I was lucky. Last few weeks I have noticed some oddness with main machine where it would sometimes just hang when booting up. Funnily enough, Denise never saw the behaviour but it happened to me more than I liked. Thankfully I was already prepared for this eventuality with a backup SSD ready and waiting. The problem was that it actually didn’t have a copy of the boot drive on it.

So I dug up my oldish Acronis backup which should have the necessary software to do a clone of a drive. Tried installing it and it complained that it can’t install on Windows 10. Hrm… Time to look for other solutions. I had a CD for the Samsung drive that was failing, somewhere but that brought out another problem, my CD organization is a bit of a mess.

Time to look at what is out there. I figure there should be free tools out there already that should do this already, maybe even something from Microsoft themselves… Nope! Some tools say they have free options but to clone a drive and have that drive bootable is not part of the free option. Sigh.
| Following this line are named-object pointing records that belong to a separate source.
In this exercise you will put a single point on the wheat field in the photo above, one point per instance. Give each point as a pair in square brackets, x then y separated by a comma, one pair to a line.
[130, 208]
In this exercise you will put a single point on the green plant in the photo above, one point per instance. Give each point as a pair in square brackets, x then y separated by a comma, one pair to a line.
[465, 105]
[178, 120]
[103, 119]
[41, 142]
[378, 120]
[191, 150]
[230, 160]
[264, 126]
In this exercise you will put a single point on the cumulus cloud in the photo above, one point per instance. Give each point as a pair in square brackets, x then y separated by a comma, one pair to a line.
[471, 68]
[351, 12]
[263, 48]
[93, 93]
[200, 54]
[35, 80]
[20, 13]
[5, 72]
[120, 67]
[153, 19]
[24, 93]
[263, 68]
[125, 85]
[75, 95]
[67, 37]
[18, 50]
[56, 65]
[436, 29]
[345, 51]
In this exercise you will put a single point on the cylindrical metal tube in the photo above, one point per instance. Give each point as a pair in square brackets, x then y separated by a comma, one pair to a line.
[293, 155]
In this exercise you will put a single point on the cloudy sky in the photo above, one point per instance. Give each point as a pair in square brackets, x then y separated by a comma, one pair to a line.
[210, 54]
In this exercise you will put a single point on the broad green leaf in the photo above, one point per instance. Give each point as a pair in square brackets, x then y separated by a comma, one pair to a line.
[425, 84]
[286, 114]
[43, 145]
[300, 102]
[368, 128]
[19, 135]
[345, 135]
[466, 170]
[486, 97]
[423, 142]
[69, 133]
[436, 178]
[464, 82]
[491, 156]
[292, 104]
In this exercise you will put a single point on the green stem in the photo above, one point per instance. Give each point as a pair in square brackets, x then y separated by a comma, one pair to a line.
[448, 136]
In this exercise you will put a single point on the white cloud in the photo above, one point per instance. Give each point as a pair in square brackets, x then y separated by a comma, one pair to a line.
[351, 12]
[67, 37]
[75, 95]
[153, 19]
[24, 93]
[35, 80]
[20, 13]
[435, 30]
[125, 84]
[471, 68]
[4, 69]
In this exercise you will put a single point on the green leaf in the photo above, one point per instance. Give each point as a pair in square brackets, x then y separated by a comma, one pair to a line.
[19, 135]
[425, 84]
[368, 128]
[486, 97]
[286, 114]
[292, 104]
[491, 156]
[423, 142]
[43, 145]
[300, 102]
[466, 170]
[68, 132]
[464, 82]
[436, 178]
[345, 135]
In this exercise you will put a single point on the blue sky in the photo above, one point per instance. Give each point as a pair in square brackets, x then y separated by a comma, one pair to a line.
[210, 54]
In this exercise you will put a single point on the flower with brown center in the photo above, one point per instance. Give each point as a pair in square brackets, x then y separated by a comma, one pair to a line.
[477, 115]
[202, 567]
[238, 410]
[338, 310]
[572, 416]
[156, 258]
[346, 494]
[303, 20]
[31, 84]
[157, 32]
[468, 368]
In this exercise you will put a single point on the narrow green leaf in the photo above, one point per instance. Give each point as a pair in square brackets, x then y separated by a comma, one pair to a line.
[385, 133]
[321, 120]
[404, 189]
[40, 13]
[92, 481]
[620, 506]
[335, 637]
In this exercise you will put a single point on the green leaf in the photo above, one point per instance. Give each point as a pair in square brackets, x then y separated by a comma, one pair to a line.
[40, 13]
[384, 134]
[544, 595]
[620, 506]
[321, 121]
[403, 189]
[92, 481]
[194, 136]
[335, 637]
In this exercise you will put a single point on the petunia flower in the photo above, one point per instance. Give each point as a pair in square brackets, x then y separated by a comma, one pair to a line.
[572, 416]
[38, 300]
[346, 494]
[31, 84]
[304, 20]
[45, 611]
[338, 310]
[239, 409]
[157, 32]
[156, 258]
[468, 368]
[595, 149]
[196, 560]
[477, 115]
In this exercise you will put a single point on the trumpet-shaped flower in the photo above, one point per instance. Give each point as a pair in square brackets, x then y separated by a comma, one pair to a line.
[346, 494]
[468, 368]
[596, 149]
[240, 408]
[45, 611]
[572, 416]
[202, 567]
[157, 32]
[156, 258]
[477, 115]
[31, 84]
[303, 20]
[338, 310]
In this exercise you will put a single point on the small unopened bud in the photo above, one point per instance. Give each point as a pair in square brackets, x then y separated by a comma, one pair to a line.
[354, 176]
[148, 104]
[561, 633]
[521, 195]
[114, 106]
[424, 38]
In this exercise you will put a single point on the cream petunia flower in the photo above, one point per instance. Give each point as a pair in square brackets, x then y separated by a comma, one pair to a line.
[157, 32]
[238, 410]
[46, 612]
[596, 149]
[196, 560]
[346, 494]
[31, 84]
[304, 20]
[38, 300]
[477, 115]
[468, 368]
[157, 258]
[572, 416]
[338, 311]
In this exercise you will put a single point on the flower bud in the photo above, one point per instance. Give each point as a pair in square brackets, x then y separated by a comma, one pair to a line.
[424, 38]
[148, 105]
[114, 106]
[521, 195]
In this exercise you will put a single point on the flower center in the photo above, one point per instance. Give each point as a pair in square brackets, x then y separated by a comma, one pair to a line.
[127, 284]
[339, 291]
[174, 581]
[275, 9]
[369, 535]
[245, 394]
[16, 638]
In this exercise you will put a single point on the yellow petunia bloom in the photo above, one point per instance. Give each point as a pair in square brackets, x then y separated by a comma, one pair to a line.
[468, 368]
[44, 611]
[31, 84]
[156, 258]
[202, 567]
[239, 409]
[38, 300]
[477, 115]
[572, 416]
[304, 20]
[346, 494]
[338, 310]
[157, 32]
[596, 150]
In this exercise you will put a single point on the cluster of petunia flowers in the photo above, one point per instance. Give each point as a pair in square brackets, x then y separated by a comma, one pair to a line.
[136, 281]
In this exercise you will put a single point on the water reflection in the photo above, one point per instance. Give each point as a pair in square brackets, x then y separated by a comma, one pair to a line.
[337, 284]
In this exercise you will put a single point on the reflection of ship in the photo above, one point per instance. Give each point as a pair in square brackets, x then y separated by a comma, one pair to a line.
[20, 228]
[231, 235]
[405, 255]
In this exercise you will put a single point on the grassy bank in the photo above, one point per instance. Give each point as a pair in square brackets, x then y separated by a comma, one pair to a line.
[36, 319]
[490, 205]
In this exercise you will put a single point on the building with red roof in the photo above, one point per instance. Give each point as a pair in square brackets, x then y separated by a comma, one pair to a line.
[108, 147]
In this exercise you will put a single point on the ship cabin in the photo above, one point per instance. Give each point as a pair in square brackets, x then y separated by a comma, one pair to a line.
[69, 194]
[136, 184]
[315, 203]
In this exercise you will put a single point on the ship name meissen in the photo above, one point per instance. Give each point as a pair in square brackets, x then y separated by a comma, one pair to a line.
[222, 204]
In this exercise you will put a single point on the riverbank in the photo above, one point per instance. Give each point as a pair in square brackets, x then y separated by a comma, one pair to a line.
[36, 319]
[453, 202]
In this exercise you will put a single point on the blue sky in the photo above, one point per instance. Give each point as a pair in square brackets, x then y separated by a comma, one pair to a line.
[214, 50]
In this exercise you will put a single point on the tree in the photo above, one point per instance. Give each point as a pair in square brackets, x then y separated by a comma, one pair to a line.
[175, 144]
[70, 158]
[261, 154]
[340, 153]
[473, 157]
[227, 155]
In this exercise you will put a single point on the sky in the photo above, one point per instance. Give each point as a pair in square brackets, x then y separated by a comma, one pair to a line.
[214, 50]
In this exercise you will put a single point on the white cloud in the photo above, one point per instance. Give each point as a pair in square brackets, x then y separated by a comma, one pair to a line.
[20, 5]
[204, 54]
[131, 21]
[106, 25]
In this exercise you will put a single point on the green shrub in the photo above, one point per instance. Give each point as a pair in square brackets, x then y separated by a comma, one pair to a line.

Acronis is a developer I trust but their latest offerings are basically subscription-based. Pay a fee yearly. I really hate that considering I only ever need something like this once every 5 years or so. And I have never used a backup tool as people should. I have a QNAP NAS which I just basically clone all the hard drives on my main machine to and that’s my back up. So in this case I just need a simple tool that does one thing.

I ended up going with MiniTool Partition Wizard. I can’t say I like their trial software. They let you believe you are about to do something but at the last minute they hit you with a “Sorry, this is only available in the paid version.” I get it but I feel they should be more upfront about it. Tell me earlier that I will not be able to complete the action in the trial version. However, I have to say, the tool was clear and simple and just worked. Unplugged the Samsung SSD and adjusted my bios to boot from the Intel SSD, which is also twice as large as the Samsung was, and Windows started up without complaining about being on a new drive or anything. Brilliant. I can’t say other times when I had something similar was as painless as this.

So crisis averted. Now I need to get a new SSD just so I have an emergency backup like I had here and this time, keep it up to date unlike what I had done. I got lucky that the Samsung drive failed rather gracefully. SSDs are not known to do that. And thankfully I didn’t leave it till too late before doing something. I have to say I did luck out. Played a little dangerously with this situation.